Mary Magdalene was inconsolable the morning she found the tomb empty. Her beloved teacher’s body was gone, perhaps stolen by someone. When she saw a man standing there, Mary didn’t recognize Him because she was still holding onto Jesus who died and not Jesus who had risen. When Jesus appeared to her, he said, “Stop holding onto me.” When Jesus called her by name, Mary’s eyes and heart opened.
On the night of the Last Supper, Jesus told the disciples, “Amen, amen, I say to you, you will weep and mourn, while the world rejoices; you will grieve, but your grief will become joy… So you also are now in anguish. But I will see you again, and your hearts will rejoice, and no one will take your joy away from you.” (John 16:20-22)

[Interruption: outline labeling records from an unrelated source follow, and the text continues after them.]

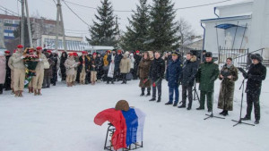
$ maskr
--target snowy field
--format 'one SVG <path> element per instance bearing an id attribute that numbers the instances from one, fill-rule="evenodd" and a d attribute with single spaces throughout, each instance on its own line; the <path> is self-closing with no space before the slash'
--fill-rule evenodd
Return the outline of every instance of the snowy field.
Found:
<path id="1" fill-rule="evenodd" d="M 58 82 L 56 87 L 44 89 L 42 96 L 24 93 L 22 98 L 4 91 L 0 96 L 0 151 L 101 151 L 108 125 L 95 125 L 93 118 L 99 112 L 114 107 L 120 99 L 127 100 L 131 106 L 142 109 L 147 115 L 144 147 L 139 151 L 267 151 L 268 78 L 263 83 L 260 124 L 232 127 L 235 122 L 231 120 L 239 118 L 241 79 L 236 82 L 234 111 L 225 120 L 204 121 L 207 110 L 196 111 L 197 101 L 190 111 L 165 105 L 169 98 L 166 81 L 162 83 L 161 103 L 149 102 L 150 96 L 139 96 L 138 80 L 126 85 L 116 82 L 73 88 Z M 215 115 L 221 112 L 216 107 L 219 89 L 217 80 Z M 243 116 L 246 106 L 244 99 Z M 249 122 L 254 120 L 252 113 Z"/>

Unexpected sorrows of life can momentarily confuse and disorient us. In those moments, we don’t recognize Jesus who is present with us in silence as a friend who lends his warm and tender hand. If we persevere in prayer, we will hear Risen Jesus, who knows us completely and deeply, calling us by name and encouraging us to share with others how trials of life are but stepping stones to glory yet to be revealed. As Mother Teresa said, “Remember that the Passion of Christ ends in the joy of the Resurrection of Christ! When you feel in your own heart the suffering of Christ, remember the resurrection has to come, the joy of Easter has to dawn.”